Le cas haïtien met en lumière une lacune juridique

Quand il s’agit de fonds déposés en Suisse par un ancien dictateur, l’incapacité d’un Etat de fournir une preuve de l’origine frauduleuse de l’argent ne signifie généralement pas un manque d’intérêt de sa part. Le manque de coopération s’explique plutôt par le fait que le système judiciaire de l’Etat concerné est déficient, en raison même des actes de celui qui profite ensuite de cette déficience pour échapper à la justice.

Or, la législation actuelle, si elle permet au gouvernement de bloquer les fonds d’un ancien dictateur, ne lui accorde qu’une marge de manœuvre limitée pour protéger les intérêts de la Suisse. Il ne peut maintenir ce blocage que pour une durée limitée.

Pourtant, la Suisse n’a aucun intérêt à apparaître comme étant le pays qui privilégie la garantie de la propriété privée aux violations des droits humains et contribue à l’impunité des anciens dictateurs.

C’est pourquoi de nombreuses organisations non-gouvernementales suisses et étrangères* ont transmis les revendications suivantes dans une lettre envoyée le 8 juin 2007 par l’Action Place Financière Suisse à la présidente de la Confédération, Micheline Calmy-Rey, et au chef du Département fédéral de Justice et Police, le Conseiller fédéral Christoph Blocher:

1. Quand de l’argent est bloqué par le Conseil fédéral pour sauvegarder les intérêts du pays, (Constitution fédérale, article 184 al.3), la durée de la saisie doit être déterminée, voire prolongée, jusqu’à ce que l’Etat concerné soit en mesure de mener une procédure d’entraide judiciaire.
2. L’assistance technique en cas de procédure d’entraide judiciaire doit être généralisée. Un recours à une instance indépendante analogue au monitoring de la Banque Mondiale dans l’affaire Abacha (Nigeria), en cas de manque de capacité de la Suisse, doit être envisagé.
3. Si le propriétaire des fonds bloqués refuse un accord, fondé sur une décision de justice ou non, une pression devrait pouvoir être exercée en menaçant de prolonger le blocage des fonds.
4. Les lacunes juridiques actuelles doivent être comblées le plus rapidement possible.

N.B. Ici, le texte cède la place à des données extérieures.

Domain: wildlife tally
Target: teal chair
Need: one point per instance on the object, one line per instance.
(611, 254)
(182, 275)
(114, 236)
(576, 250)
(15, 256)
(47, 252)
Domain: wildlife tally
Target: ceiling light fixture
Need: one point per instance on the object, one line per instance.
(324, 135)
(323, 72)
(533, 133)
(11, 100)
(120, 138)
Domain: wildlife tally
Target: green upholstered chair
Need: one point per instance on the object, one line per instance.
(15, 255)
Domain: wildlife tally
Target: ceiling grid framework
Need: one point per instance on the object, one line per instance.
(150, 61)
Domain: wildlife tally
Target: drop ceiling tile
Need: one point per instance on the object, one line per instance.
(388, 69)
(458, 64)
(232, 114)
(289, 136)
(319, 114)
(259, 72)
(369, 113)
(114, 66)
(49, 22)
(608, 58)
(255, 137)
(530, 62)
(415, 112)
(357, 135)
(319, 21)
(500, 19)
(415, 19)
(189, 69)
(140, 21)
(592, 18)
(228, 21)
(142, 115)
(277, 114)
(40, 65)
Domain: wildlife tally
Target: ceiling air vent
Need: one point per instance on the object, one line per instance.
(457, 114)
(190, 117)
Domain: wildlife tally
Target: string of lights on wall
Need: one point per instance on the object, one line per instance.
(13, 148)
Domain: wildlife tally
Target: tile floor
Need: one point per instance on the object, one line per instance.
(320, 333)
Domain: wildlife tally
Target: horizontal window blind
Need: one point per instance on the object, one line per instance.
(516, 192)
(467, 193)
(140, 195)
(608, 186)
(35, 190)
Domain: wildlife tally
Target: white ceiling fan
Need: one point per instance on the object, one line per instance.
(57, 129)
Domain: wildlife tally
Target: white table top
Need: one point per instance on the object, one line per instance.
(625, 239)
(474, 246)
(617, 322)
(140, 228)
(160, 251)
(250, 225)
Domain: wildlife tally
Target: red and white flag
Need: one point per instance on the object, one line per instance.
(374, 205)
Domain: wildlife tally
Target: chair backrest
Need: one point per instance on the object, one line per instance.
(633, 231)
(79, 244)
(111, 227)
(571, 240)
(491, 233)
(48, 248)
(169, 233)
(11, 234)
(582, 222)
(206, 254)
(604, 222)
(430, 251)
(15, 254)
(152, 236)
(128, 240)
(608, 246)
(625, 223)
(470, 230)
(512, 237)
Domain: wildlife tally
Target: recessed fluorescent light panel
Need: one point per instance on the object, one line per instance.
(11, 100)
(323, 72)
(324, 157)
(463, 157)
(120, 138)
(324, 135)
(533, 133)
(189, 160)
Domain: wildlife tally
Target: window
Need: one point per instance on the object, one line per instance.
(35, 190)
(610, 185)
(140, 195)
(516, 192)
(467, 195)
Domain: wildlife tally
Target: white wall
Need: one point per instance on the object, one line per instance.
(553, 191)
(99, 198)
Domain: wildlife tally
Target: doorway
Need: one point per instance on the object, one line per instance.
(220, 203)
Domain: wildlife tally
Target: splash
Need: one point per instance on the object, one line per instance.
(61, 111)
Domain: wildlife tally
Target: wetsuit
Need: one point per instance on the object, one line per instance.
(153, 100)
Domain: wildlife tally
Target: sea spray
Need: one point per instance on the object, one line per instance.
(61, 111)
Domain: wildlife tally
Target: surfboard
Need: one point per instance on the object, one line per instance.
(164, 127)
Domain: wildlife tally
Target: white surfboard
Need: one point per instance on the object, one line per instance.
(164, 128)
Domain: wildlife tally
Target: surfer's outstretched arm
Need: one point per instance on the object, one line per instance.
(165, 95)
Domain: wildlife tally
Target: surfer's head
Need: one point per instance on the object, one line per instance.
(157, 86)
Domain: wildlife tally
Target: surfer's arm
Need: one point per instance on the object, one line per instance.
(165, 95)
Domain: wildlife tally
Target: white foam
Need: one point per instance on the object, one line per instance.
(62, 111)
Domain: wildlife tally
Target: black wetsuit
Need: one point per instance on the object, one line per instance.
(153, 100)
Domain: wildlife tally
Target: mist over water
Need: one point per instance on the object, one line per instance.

Dans sa réponse datée du 2 juillet 2007, la présidente de la Confédération, la Conseillère fédérale Micheline Calmy-Rey confirme que le Département fédéral des affaires étrangères s’efforce de trouver une issue à cette affaire. Elle relève également la volonté de son département, conformément à la réponse donnée au Conseiller national Luc Recordon le 11 juin 2007, de trouver une solution générale permettant de donner plus de pouvoir – notamment de confiscation – au Conseil fédéral dans des cas exceptionnels et similaires.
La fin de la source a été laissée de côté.